Irish columnist and broadcaster

Sarah Carey (born 1969) is an Irish columnist, broadcaster and communications consultant. She writes for the Irish Independent. From March 2011 until August 2017 she presented Talking Point on Newstalk. She is a former columnist for The Sunday Times,The Herald and The Irish Times.

==Education and career==
Carey has a degree in history from Trinity College Dublin, and a post-graduate diploma in Business Studies from the Michael Smurfit Graduate Business School in University College Dublin (U.C.D.). She has worked as a communications consultant for many companies, particularly in public affairs and infrastructure. Carey is also a professional chair and facilitator of conferences and workshops. She worked for Esat Digifone. and has also worked in the technology industry including Cape Clear and search engine Cuil. Carey was appointed by the Department of the Environment to the Appeals Board of the Register of Architects and Chartered Surveyors, serving two terms from 2013 to 2019.

==Blog and early writing==
In 2002 she began writing the blog GUBU, "An Irish woman's social, political and domestic commentary". Then, after reading the blog, Sunday Times Irish Editor Fiona McHugh offered Carey a column.

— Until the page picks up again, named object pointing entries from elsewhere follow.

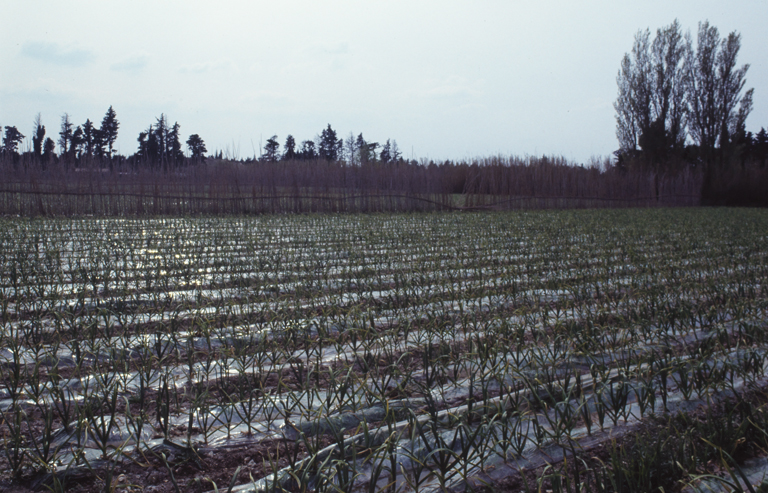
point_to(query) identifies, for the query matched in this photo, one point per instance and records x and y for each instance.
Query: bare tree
(651, 107)
(715, 85)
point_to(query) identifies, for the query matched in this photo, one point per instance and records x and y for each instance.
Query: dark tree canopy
(289, 152)
(330, 146)
(670, 90)
(109, 126)
(12, 139)
(196, 147)
(38, 137)
(271, 150)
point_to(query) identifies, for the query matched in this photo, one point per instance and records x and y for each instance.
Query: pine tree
(290, 148)
(196, 147)
(330, 145)
(38, 136)
(109, 126)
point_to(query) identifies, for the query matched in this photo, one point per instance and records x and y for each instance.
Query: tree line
(88, 145)
(160, 148)
(683, 103)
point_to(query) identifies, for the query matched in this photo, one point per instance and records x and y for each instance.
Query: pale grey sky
(447, 79)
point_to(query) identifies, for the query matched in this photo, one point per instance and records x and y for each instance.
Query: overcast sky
(446, 79)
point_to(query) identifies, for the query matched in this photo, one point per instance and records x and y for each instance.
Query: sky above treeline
(446, 79)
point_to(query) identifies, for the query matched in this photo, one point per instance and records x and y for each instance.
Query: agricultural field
(612, 350)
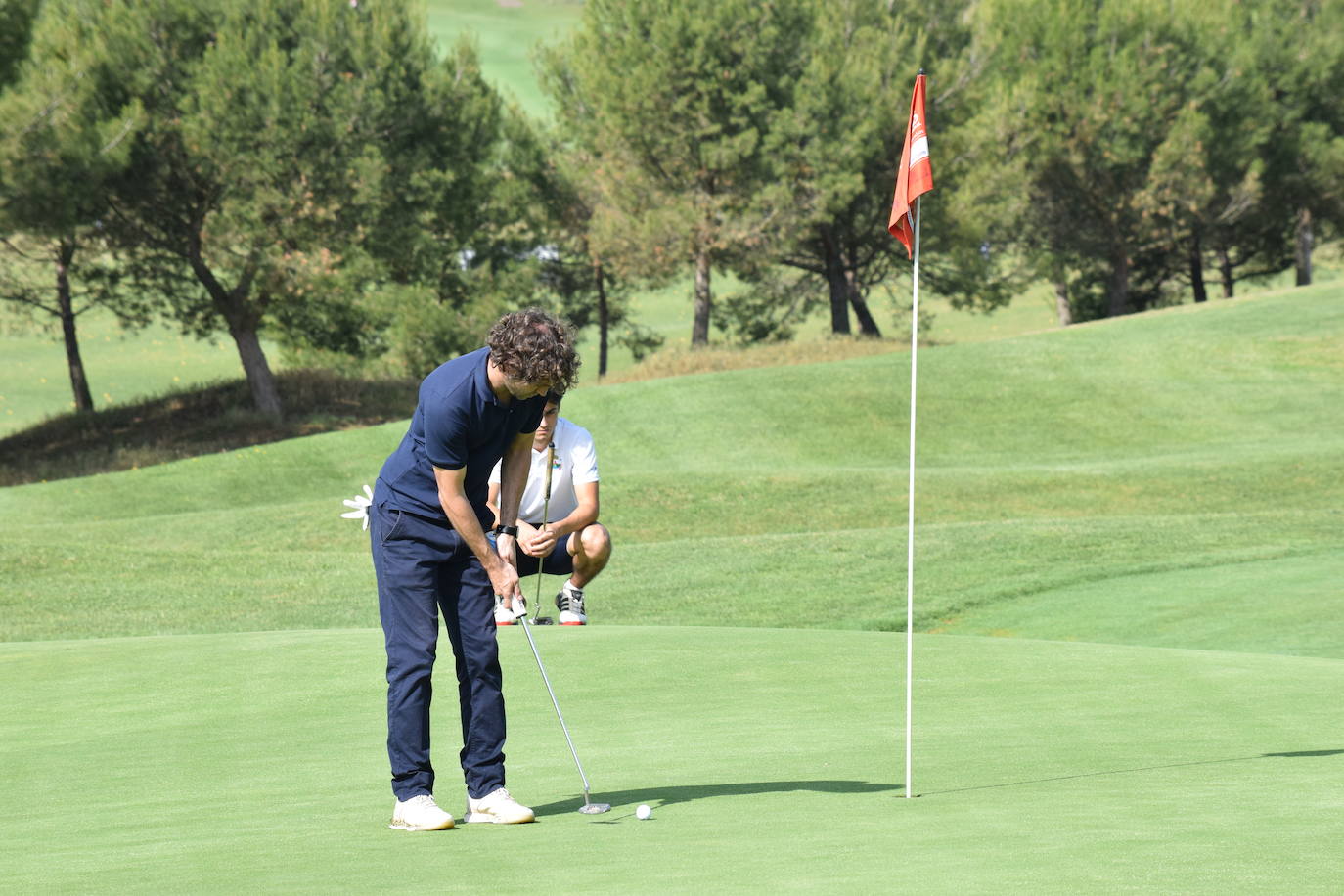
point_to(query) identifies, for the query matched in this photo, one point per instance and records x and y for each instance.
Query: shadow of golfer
(657, 795)
(1125, 771)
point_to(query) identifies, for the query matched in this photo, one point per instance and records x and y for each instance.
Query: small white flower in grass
(360, 504)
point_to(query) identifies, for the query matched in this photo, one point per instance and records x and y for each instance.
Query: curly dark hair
(534, 345)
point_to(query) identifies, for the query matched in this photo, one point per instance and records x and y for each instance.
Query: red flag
(915, 177)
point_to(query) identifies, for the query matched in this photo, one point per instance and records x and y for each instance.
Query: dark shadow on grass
(658, 795)
(194, 421)
(1127, 771)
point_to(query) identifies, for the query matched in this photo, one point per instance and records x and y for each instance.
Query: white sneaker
(420, 813)
(570, 604)
(498, 808)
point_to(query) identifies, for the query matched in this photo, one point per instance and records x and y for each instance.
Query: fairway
(1129, 658)
(772, 760)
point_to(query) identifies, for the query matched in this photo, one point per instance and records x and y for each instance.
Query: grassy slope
(772, 758)
(504, 35)
(1063, 468)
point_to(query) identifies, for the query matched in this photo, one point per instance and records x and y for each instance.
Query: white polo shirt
(575, 463)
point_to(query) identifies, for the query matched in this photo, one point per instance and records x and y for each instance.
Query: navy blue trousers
(423, 568)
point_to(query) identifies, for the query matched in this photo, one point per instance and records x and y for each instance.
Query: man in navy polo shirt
(430, 554)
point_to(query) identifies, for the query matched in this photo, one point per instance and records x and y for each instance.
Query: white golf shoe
(570, 604)
(420, 813)
(498, 808)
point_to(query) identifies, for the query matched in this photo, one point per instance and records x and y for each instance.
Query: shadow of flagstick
(660, 795)
(1125, 771)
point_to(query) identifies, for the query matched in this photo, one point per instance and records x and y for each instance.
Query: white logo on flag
(918, 151)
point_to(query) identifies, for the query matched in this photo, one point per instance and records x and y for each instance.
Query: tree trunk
(1305, 242)
(1062, 306)
(703, 301)
(243, 319)
(1225, 269)
(1196, 267)
(867, 326)
(837, 285)
(78, 381)
(1117, 288)
(604, 319)
(259, 379)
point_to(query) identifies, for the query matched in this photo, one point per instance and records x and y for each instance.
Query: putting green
(772, 759)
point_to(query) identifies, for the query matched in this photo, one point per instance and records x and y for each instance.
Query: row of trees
(317, 172)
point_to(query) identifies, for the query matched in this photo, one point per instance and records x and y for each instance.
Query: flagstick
(910, 522)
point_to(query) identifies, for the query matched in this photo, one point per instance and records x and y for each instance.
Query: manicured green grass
(772, 759)
(1067, 463)
(506, 35)
(1171, 479)
(121, 367)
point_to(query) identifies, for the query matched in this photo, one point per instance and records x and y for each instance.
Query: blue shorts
(558, 561)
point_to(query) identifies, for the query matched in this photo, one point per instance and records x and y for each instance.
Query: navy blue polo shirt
(457, 422)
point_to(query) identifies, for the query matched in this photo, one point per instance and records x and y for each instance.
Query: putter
(589, 808)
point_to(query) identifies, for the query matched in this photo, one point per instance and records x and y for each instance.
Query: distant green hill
(1073, 484)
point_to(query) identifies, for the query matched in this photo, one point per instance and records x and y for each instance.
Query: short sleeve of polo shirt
(584, 457)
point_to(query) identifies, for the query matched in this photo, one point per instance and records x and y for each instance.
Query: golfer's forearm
(463, 518)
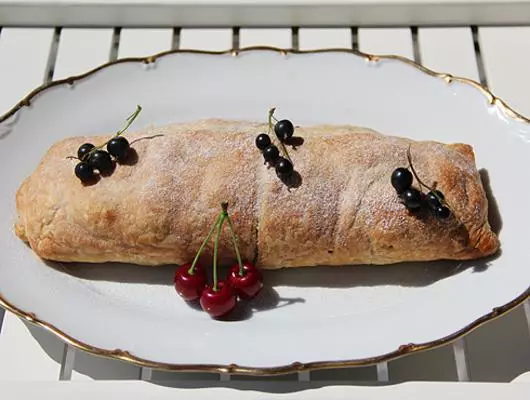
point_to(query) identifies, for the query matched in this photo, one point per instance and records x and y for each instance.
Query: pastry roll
(340, 210)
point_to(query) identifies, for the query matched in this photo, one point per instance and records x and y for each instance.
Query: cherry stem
(191, 270)
(216, 248)
(234, 239)
(271, 117)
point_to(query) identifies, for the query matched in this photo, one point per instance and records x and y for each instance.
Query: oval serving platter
(306, 318)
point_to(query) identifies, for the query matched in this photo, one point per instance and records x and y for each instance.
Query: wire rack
(32, 55)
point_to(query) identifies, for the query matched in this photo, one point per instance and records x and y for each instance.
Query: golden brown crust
(344, 211)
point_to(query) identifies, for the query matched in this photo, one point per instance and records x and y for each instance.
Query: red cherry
(218, 302)
(247, 285)
(190, 286)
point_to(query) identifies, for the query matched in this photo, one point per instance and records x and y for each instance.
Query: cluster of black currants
(413, 199)
(92, 158)
(284, 130)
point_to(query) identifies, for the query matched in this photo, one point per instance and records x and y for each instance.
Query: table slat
(507, 62)
(23, 61)
(315, 38)
(386, 41)
(144, 42)
(81, 50)
(23, 66)
(206, 39)
(265, 37)
(449, 50)
(28, 353)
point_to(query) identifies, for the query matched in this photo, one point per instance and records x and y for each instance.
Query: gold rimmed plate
(305, 318)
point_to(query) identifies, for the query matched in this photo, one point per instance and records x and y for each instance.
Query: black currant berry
(83, 150)
(284, 166)
(433, 201)
(442, 212)
(263, 141)
(412, 199)
(271, 153)
(101, 161)
(84, 172)
(119, 148)
(284, 129)
(401, 179)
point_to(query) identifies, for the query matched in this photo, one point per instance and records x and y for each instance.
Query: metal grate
(30, 56)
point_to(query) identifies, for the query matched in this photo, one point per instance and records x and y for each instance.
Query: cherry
(190, 282)
(246, 280)
(218, 301)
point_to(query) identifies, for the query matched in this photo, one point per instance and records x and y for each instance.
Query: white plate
(312, 317)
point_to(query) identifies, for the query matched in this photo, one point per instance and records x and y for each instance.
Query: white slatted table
(496, 352)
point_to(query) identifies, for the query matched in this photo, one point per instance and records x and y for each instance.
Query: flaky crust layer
(341, 210)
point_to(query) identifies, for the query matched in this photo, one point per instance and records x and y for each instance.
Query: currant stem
(128, 122)
(216, 248)
(234, 240)
(191, 270)
(409, 158)
(432, 190)
(271, 117)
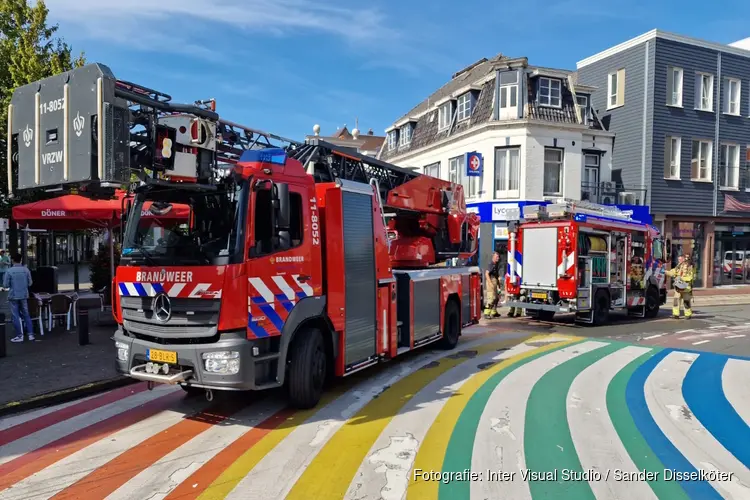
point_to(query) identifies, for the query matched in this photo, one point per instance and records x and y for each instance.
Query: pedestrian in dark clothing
(17, 280)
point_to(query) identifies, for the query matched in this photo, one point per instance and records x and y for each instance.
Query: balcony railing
(612, 193)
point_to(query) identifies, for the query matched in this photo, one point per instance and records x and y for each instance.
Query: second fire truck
(297, 262)
(587, 259)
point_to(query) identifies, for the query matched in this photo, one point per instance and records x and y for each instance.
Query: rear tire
(307, 369)
(601, 308)
(652, 302)
(452, 326)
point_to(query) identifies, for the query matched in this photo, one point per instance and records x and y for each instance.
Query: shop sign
(505, 211)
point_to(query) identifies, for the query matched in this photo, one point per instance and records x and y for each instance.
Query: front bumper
(190, 369)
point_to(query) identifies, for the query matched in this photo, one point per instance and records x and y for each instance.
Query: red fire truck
(583, 258)
(299, 261)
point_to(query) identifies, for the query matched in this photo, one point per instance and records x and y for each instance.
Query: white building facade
(533, 130)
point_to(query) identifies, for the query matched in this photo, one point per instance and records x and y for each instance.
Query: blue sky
(284, 65)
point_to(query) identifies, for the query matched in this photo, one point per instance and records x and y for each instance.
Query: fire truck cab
(587, 259)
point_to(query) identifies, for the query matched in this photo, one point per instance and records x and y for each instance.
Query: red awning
(71, 212)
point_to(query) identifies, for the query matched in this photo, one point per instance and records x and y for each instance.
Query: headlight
(122, 351)
(222, 362)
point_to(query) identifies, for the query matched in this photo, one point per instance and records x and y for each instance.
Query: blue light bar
(276, 156)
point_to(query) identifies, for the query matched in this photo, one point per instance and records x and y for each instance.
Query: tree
(29, 51)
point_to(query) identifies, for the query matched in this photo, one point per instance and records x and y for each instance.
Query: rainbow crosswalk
(594, 415)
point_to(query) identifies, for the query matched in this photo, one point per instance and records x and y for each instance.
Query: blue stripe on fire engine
(269, 312)
(285, 302)
(254, 327)
(140, 290)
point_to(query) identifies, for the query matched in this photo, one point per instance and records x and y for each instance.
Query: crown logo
(78, 123)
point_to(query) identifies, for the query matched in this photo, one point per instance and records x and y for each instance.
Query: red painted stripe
(192, 487)
(24, 429)
(105, 480)
(26, 465)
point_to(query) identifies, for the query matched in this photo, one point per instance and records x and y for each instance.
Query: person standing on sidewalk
(17, 280)
(491, 283)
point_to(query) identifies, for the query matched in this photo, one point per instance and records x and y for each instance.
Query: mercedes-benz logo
(162, 307)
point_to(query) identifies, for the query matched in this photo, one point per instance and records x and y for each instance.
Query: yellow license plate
(162, 356)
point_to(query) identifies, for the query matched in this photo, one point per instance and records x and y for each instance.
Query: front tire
(308, 369)
(451, 325)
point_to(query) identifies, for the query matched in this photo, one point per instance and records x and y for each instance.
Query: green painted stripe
(548, 445)
(461, 445)
(642, 455)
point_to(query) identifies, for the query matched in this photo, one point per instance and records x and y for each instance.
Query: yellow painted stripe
(230, 478)
(334, 467)
(432, 450)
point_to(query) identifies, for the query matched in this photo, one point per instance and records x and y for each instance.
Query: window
(266, 241)
(550, 92)
(445, 114)
(553, 163)
(700, 164)
(582, 101)
(507, 172)
(704, 92)
(433, 170)
(673, 147)
(730, 165)
(392, 136)
(508, 95)
(732, 91)
(674, 86)
(616, 89)
(406, 131)
(464, 106)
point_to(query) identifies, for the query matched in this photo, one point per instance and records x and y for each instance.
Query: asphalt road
(586, 416)
(718, 329)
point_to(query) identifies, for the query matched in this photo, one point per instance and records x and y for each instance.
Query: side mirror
(281, 205)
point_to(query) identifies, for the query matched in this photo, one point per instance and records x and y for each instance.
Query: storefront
(731, 255)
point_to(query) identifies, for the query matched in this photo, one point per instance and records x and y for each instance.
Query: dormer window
(582, 101)
(406, 132)
(464, 106)
(392, 139)
(550, 92)
(445, 114)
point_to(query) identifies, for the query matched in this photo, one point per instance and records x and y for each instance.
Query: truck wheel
(601, 308)
(307, 369)
(652, 302)
(452, 323)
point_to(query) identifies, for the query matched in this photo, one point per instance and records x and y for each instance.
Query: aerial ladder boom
(87, 131)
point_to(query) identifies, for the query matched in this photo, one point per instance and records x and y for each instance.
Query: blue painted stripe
(659, 443)
(285, 302)
(271, 314)
(704, 395)
(254, 327)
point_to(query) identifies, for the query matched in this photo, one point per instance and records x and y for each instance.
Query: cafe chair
(60, 305)
(35, 312)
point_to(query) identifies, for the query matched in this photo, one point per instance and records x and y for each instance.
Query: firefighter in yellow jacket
(684, 275)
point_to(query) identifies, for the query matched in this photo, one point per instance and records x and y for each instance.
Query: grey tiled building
(680, 109)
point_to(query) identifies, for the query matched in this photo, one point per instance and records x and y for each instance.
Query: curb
(64, 395)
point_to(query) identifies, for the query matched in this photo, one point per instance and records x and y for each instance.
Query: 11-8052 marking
(52, 105)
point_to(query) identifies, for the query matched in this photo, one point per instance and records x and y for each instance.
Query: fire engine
(583, 258)
(298, 262)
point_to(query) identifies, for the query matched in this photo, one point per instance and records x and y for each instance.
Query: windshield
(170, 226)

The Sunday Times column ended when she started writing a weekly opinion column for The Irish Times in 2008. The blog also ended in 2008. Carey revealed that in her time at The Sunday Times, opinion columnists had been forbidden from expressing views in favour of the Lisbon Treaty.

==Moriarty Tribunal==

===Witness===
Because she had worked as Marketing Coordinator for Esat Telecom, she was a witness at the Moriarty Tribunal. In 2004 she leaked information provided to her by the tribunal about political donations made by Denis O'Brien to political parties in Ireland. The information included a letter of thanks to O'Brien from Michael McDowell of the Progressive Democrats. These leaks were published by journalist Stephen Collins in The Sunday Tribune. She denied to her legal team that she had been the source of the leak. When told she would be questioned under oath, she admitted she was the source. Carey said "her motives were political" as the Tribunal had only highlighted O'Brien's donations to Fine Gael, and not those to other parties. The Tribunal judge publicly rebuked her in 2004 for wasting the tribunal's time in identifying the source of the leak.

===Moriarty Tribunal report and aftermath===
When the final Tribunal report was published in March 2011, she appeared on Prime Time, a national TV news analysis show, in which she defended the leak and her support for Mr O'Brien. Days later, she resigned from her job with The Irish Times. In a statement, the editor, Geraldine Kennedy, a former Teachta Dála and Progressive Democrat colleague of Michael McDowell's, said that "her credibility as a columnist had been damaged by the findings of the report of the Moriarty tribunal and its aftermath." She continues to write for other newspapers. and appears regularly on RTE television and radio programmes.

==Personal life==
Carey lives in County Meath and is married with three children.
Her father William Carey was a Fine Gael councillor for 47 years on Meath County Council.